# 2007 King Quad 700 wont start ?????



## bigL (May 10, 2010)

I have a good one for you . i cant figure out , when i try to start the bike it back fires threw the carb and the exaust i checked the timming and its good and i replaced the plug but it still duz the same thing , no bent valves , good compression , it seems to me its firing at the wrong time does eneyone have any idea. :thinking:


----------



## Eight (Mar 24, 2010)

Wait you got an 07 KQ 700 with a carb. These bikes are fuel injected, no carb on them. Now have you checked all the fuses and relays. Sounds kinda like an electrical problem.


----------



## Bootlegger (Dec 18, 2008)

what all mods do you have on it?


----------



## bigL (May 10, 2010)

It is all stock.


----------



## king05 (Oct 13, 2010)

Have you checked the throttle position sensor setting?


----------



## bigL (May 10, 2010)

no but would that cause it to fire at the wrong time?


----------



## bruterider27 (Apr 29, 2010)

Yeah I had same problem with my 07 king


----------



## king05 (Oct 13, 2010)

It could. Lots of hard to start or no starting problems on the kings come back to this issue and its something easy to check.
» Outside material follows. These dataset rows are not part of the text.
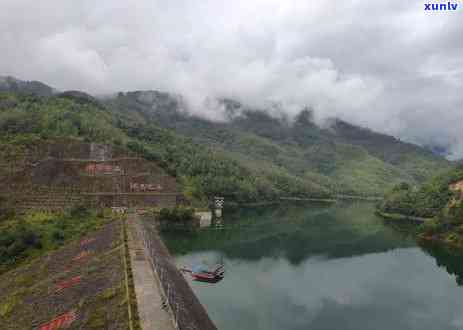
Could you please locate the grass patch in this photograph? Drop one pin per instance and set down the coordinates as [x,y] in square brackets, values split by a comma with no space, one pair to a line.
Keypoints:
[25,237]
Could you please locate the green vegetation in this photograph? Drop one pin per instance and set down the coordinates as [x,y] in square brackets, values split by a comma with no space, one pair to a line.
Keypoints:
[250,158]
[35,233]
[286,158]
[434,199]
It may not be your problem, but i'd hate to see you trying to figure out the problem and throw a bunch of money away trying to fix it, if that's all that's wrong with it.


----------



## Bootlegger (Dec 18, 2008)

Here is how you check it..

http://www.nyrocatv.com/techtip.cgi?viewtopic=422


----------



## bigL (May 10, 2010)

I tried it and it did not work when i put in the jumper it is showing code 21 and 41 but it still shows err on the dash :thinking: . i have changed the wirring harness and all the relays the only thing left is the stator and the pickup ?????


----------



## bigL (May 10, 2010)

i fixed the problem it had a broken valve .


----------



## wallys55 (Sep 17, 2012)

*2005 king quad all stock*

i have the same problem ,but i can get mine started by playing with the throttle or cycling the key a few time any ideas


----------



## CRAZYCRACKAZ71 (Oct 8, 2011)

^^is urs fuel injected? 


I rather be riding rack deep then using TAPATALK on my iPhone 4


----------